I'm not sure to understand what you mean by "print statements in your python code". AFAICT, no such statements in my sites.
The symptom you describe with the "2 days factor" of some kind could be symptom of some type of "buffer" in your OS being filled to the top.
Currently, while my sites are up, that's not the case:
This indicates that your incoming requests are stacking up because the Plone backend is unable to answer the requests quickly enough. No idea about the nature and setup of your site but usually you would add more ZEO clients and balance requests been ZEO clients.
@zopyx Good to know: thanks! Unfortunately, I didn't take the ZEO route. Though the Plone backend is unable to answer the requests quickly enough, I guess it answers them later: do you think the delay is a problem for the site visitors?
It's not a good sign that there is a delay.

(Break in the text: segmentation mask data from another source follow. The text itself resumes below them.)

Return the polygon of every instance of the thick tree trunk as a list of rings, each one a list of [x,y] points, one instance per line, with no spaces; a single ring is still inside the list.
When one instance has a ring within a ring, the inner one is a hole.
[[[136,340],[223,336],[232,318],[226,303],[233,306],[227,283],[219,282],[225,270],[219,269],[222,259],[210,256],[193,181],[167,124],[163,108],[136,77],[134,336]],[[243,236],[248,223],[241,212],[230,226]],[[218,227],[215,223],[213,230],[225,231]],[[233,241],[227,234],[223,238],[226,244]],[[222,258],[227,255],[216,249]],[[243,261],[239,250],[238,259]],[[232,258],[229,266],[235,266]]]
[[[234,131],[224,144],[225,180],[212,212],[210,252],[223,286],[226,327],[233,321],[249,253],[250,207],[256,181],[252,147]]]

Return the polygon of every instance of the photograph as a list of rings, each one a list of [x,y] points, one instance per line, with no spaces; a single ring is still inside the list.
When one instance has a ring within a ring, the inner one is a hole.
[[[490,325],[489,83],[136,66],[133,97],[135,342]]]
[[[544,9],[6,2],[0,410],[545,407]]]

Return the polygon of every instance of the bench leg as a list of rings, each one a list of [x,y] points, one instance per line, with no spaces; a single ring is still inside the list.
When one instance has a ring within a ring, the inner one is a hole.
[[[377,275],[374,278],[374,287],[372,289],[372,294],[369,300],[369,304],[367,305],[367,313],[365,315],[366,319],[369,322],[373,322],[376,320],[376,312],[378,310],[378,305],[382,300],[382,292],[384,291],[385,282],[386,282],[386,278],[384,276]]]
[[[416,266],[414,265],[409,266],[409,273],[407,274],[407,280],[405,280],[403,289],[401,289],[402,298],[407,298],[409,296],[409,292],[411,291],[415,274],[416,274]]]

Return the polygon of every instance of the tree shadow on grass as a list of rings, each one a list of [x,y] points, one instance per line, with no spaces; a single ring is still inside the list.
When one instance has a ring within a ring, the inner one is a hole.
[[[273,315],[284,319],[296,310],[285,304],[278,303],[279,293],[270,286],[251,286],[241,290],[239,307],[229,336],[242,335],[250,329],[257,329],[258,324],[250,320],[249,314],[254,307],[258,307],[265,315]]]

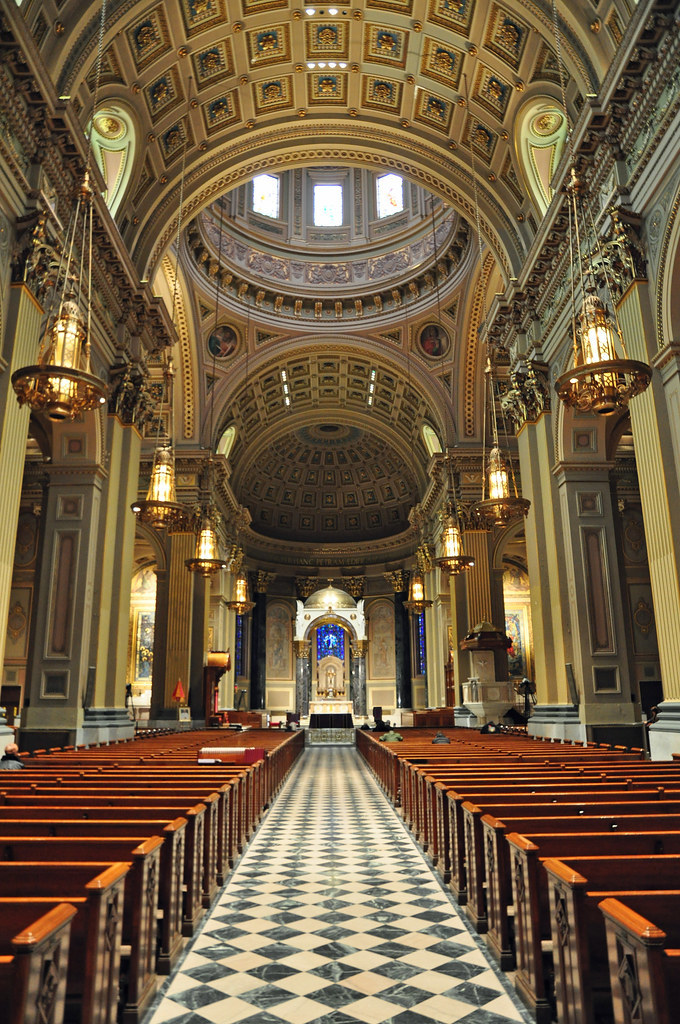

You should set up some kind of monitoring to track the behaviour of the site (the entire stack from nginx down to Plone) to be able to observe what is normal and what is not for your particular setup and traffic patterns.
It depends on how you've deployed the site(s). If, say, on Amazon AWS there are tools there that help you monitor sites. Prometheus, Grafana, zabbix, xymon, but even just basic "is my site up" like uptime robot.